Erika Guevara-Rosas, diretora para as Américas da Amnistia Internacional

“Com a desflorestação na Amazónia no nível mais alto da última década, cabe agora à JBS e outros frigoríficos no Brasil adotar processos de verificação para garantir que os seus fornecedores diretos e indiretos não estejam a contribuir para abusos de direitos humanos contra povos indígenas e moradores tradicionais da Amazónia”, disse Erika Guevara-Rosas, diretora para as Américas da Amnistia Internacional.

Informação adicional

Sobre o uso de nomes

Por preocupações com a segurança, foram utilizados pseudónimos para identificar as pessoas indígenas e moradores tradicionais de reservas naturais.

Neste relatório, a Amnistia Internacional também omitiu os nomes dos fazendeiros de gado bovino em áreas protegidas e outras informações que os identificassem para proteger a segurança de pessoas que partilharam informações sobre pecuária bovina comercial em áreas protegidas.

Sobre a investigação da Amnistia Internacional

A investigação realizada pela Amnistia Internacional ao longo de 18 meses abrangeu vários estados da região Amazónica brasileira. Foram entrevistados 24 indígenas e moradores tradicionais de reservas natuaris, além de 18 representantes de órgãos públicos e outros especialistas. A organização também analisou imagens de satélite de áreas desflorestadas recentemente e analisou dados oficiais de registro de animais e de movimentações de gado bovino fornecidos por vários órgãos estaduais.

Este relatório dá continuidade à investigação anterior realizada pela Amnistia Internacional em 2019 em áreas protegidas da Amazónia, alertando para o risco iminente de conflitos e desflorestação, documentando violência contra povos indígenas e expondo a pecuária bovina como o principal fator que impulsiona a nova onda de desflorestação.

Sobre a JBS

A JBS é uma empresa multinacional brasileira fundada em 1953 no estado de Goiás. Apresenta-se como “uma das líderes globais da indústria de alimentos”. Sendo a maior produtora mundial de carne bovina, a JBS ocupa uma posição única para exercer influência e controlo para prevenir ou mitigar os impactos de sua cadeia de fornecimento sobre os direitos humanos.

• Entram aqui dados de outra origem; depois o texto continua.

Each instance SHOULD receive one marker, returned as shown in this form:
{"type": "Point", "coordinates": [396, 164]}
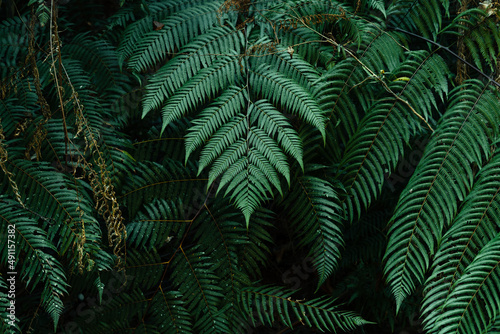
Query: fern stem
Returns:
{"type": "Point", "coordinates": [450, 52]}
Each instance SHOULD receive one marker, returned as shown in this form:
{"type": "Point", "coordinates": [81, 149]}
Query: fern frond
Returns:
{"type": "Point", "coordinates": [196, 280]}
{"type": "Point", "coordinates": [153, 180]}
{"type": "Point", "coordinates": [289, 95]}
{"type": "Point", "coordinates": [442, 179]}
{"type": "Point", "coordinates": [37, 266]}
{"type": "Point", "coordinates": [462, 242]}
{"type": "Point", "coordinates": [424, 17]}
{"type": "Point", "coordinates": [390, 129]}
{"type": "Point", "coordinates": [169, 308]}
{"type": "Point", "coordinates": [270, 302]}
{"type": "Point", "coordinates": [206, 83]}
{"type": "Point", "coordinates": [473, 304]}
{"type": "Point", "coordinates": [480, 36]}
{"type": "Point", "coordinates": [156, 224]}
{"type": "Point", "coordinates": [200, 53]}
{"type": "Point", "coordinates": [315, 210]}
{"type": "Point", "coordinates": [177, 31]}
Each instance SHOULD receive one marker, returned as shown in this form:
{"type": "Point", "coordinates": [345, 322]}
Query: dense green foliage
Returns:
{"type": "Point", "coordinates": [184, 166]}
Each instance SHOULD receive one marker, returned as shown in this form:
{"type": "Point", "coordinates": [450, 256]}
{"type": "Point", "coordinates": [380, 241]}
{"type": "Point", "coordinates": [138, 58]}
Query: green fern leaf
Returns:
{"type": "Point", "coordinates": [460, 245]}
{"type": "Point", "coordinates": [271, 302]}
{"type": "Point", "coordinates": [315, 210]}
{"type": "Point", "coordinates": [441, 180]}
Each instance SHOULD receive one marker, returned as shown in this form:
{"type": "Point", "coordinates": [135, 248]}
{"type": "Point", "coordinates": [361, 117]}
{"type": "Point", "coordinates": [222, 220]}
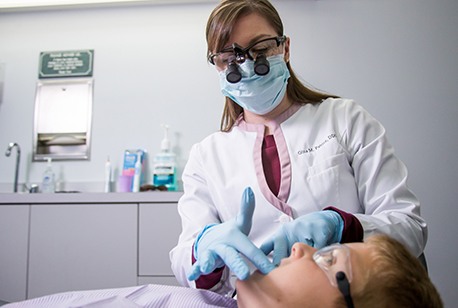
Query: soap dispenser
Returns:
{"type": "Point", "coordinates": [48, 184]}
{"type": "Point", "coordinates": [164, 169]}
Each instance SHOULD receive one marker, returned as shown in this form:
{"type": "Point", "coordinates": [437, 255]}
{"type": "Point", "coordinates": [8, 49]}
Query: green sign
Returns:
{"type": "Point", "coordinates": [59, 64]}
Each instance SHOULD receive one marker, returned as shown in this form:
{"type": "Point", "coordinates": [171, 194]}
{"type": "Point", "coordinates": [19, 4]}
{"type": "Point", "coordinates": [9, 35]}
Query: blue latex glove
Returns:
{"type": "Point", "coordinates": [317, 229]}
{"type": "Point", "coordinates": [221, 244]}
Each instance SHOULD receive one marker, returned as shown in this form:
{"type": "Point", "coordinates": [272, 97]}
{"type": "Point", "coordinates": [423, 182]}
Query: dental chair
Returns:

O segundo maior acionista da JBS é o BNDES, Banco Nacional de Desenvolvimento Económico e Social, com 21% das ações da JBS.

Em 2019, a JBS afirmou que opera 37 fábricas de processamento de carne no Brasil, com capacidade total de abate de 33 500 bovinos por dia. No mesmo ano, a JBS registrou receita líquida de 32 mil milhões de reais brasileiros (6 mil milhões de dólares americanos) a partir da venda de carne bovina e produtos relacionados. Os seus produtos de carne bovina são vendidos (no Brasil e em mercados externos) sob marcas diferentes, incluindo Friboi, Maturatta Friboi, Do Chef Friboi, Swift Black e 1953 Friboi.

A Amnistia Internacional escreveu à JBS em junho de 2020 para apresentar seus resultados e uma lista de perguntas especificas. As partes mais relevantes da resposta da empresa estão incluídas no relatório.